The field did this exactly because they presumed they would have to train directly in the real world. In reality, what we got out of this is a bunch of brittle off-pol and model-based algorithms that burn a ton of compute and don't work outside of the benchmarks shown in the original pubs. There's a clear gap between on-pol and other methods. You don't simply switch and scale up compute to save data. You have to spend a TON more compute to match the perf of on-pol, and then you spend even more compute to gain in sample efficiency.

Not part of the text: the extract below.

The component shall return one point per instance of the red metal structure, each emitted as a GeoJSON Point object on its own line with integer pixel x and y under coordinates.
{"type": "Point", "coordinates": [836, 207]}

Our whole core realization with PufferLib is that we can write good sims for a lot of problems 10000x faster. Good doesn't even mean accurate. It means accurate enough with domain randomization and other tricks that our agents can implicitly sysid their current setting and act robustly. So far, this has worked across several different industries. I'd love to give examples here, but this is unfortunately where exact client details get confidential. We need to be better about negotiating publicity, and we're starting to do that as Puffer gets bigger.
Another major flaw with slower and slower algorithms is that the core research loop also gets slower and slower. We sim mazes and 2048 at 10+m steps per second. Big deal right, those are easy. Wrong: algorithmic improvements on those envs have consistently predicted performance improvement on every single env in our test suite. Without this, we wouldn't have been able to release so many core breakthroughs in the last 2 years with a grand total of ~20 GPUs. We ran 20,000 experiments on ~12 of them in the 3 weeks leading up to Puffer 4 launch. At traditional speeds, it would have taken Google scale compute and an infra team.
So no, we're not going to step the real world at 20m sps, but assuming that matters (or at least that it is the only thing that matters) is where the field went wrong. /rant.